Nefropatie, nuove opzioni terapeutiche

Durante il Congresso della Società Italiana di Nefrologia sono stati presentati nuovi farmaci contro le nefropatie, che colpiscono tra il 7% e il 10% della popolazione, spesso in modo inizialmente silente, portando disagi ai pazienti su più livelli.

Le malattie nefrologiche interessano il 7-10% della popolazione, senza distinzioni tra uomini e donne. Inoltre, data la loro funzione di filtraggio e depurazione, questi organi vengono spesso intaccati anche secondariamente ad altre patologie, «come il diabete, l’ipertensione arteriosa e le malattie cardiovascolari oltre che in alcune malattie sistemiche, in particolare quelle reumatologiche, molto spesso in modo subdolo.

I reni, infatti, hanno dei meccanismi di compenso e i sintomi appaiono solo quando la funzione renale si è molto ridotta, almeno sotto al 60%», ricorda il presidente della Società Italiana di Nefrologia, Stefano Bianchi.
Per fortuna, negli ultimi anni sono state sviluppate nuove terapie che aumentano la possibilità di intervento da parte dei clinici. Se ne è parlato durante il 64° congresso della SIN, tenutosi a Torino.

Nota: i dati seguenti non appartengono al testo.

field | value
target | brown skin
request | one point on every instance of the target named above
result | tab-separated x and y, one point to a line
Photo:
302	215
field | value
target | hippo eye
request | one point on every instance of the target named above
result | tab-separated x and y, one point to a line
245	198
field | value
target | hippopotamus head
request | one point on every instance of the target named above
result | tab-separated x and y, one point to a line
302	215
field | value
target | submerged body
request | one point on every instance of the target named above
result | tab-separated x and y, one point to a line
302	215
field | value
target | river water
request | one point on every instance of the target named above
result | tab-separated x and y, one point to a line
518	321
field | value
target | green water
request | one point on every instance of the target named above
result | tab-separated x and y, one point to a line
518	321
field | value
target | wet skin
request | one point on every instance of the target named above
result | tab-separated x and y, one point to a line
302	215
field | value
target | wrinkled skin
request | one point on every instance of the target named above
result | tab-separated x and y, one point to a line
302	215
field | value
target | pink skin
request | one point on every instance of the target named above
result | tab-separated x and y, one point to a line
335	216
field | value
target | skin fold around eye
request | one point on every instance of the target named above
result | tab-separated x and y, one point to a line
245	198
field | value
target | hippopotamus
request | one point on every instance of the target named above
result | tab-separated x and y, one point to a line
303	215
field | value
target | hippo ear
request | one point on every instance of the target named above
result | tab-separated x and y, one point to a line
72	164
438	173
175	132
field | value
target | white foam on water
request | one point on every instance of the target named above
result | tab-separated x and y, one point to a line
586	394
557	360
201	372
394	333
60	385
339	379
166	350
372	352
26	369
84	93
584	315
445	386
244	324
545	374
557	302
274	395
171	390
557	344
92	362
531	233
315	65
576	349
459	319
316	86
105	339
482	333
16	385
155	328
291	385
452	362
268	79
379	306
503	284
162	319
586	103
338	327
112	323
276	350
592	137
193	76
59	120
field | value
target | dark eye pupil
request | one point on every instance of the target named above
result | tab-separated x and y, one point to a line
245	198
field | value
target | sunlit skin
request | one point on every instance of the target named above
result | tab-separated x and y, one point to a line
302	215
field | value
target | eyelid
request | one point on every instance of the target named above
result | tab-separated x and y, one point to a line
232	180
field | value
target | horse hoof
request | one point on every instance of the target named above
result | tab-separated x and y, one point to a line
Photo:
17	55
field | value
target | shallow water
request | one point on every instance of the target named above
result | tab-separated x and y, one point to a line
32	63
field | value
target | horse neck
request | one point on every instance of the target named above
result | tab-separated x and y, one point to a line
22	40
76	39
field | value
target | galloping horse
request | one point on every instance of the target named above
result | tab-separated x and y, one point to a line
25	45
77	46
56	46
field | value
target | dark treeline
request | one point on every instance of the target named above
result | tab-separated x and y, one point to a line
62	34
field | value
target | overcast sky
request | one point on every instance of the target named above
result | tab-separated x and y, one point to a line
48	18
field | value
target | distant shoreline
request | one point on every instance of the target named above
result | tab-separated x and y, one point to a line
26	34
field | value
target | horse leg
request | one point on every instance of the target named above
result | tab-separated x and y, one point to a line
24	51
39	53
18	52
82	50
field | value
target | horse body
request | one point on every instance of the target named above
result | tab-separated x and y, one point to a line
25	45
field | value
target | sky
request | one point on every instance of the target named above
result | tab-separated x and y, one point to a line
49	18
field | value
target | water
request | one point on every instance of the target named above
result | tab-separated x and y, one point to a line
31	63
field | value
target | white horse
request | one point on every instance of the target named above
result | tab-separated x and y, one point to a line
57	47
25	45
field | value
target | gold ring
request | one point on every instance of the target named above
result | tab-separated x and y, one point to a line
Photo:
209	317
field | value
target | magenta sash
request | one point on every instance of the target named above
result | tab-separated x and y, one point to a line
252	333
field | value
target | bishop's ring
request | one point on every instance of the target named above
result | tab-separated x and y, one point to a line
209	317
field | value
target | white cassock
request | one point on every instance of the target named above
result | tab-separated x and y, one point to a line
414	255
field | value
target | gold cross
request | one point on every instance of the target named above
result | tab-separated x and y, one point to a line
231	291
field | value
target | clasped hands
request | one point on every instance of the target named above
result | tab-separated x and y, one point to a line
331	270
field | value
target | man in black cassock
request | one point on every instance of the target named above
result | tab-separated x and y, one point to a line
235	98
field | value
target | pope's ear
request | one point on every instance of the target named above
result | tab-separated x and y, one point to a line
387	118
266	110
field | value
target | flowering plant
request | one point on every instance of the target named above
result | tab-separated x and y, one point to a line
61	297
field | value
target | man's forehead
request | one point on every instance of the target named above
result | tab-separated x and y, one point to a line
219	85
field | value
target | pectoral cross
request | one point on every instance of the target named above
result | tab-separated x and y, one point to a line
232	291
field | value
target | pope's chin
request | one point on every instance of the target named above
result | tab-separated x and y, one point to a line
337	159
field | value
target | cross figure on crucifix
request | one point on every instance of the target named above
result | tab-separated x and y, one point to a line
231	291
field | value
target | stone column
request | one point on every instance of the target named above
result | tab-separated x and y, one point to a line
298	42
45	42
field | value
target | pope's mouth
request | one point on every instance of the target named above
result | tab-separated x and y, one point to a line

Nuovi farmaci, tra anemia, prurito e glomerulonefriti

Tra le novità discusse durante il congresso ci sono, per esempio, il fineromone, farmaco che contrasta la progressione della malattia renale proteggendo allo stesso tempo l’asse reni-cuore, e il roxadustat che contrasta lo sviluppo di anemia da malattia renale cronica, evento che si verifica in quasi il 90% dei pazienti, con forte impatto sulla loro qualità di vita.

Tuttavia, l’anemia non è la sola possibile conseguenza della patologia nefrologica: quasi il 40% dei pazienti soffre anche di prurito, soprattutto se dializzati.
Infine, si è parlato di una nuova molecola attiva contro le glomerulonefriti, infiammazioni dei glomeruli renali, spesso silenti, che colpiscono anche i più giovani e portano, nel tempo, a insufficienza renale cronica: lo spartesan.

Se possibile, meglio curare a casa

È quasi un mantra che ci ricorda che, se possibile, il paziente deve essere curato al proprio domicilio e non solo per abbattere le spese sanitarie dirette, ma anche e soprattutto perché il paziente si sente più sicuro e protetto a casa propria.
C’è poi da considerare la comodità di non doversi recare più volte la settimana in ospedale per sottoporsi a dialisi. Teoricamente, confermano dal congresso SIN, i centri esperti dovrebbero infatti ricevere solo i pazienti che non possono utilizzare la dialisi peritoneale o l’emodialisi, ma non è così.

Mariacristina Gregorini, direttrice di Nefrologia all’Ausl-Irccs di Reggio Emilia e segretaria della società scientifica, sottolinea che «la diffusione di questa opzione è ancora molto limitata su tutto il territorio, con un dispendio di tempo e risorse.
Ci sono, tuttavia, alcuni casi virtuosi in Italia che ci permettono di guardare verso nuovi orizzonti di cura.
Che è il nostro impegno quotidiano per migliorare aspettativa e qualità di vita dei pazienti, riducendo i costi per il SSN e rendendo più efficienti gli ospedali, attraverso la creazione di percorsi assistenziali integrati fra ospedali e territorio».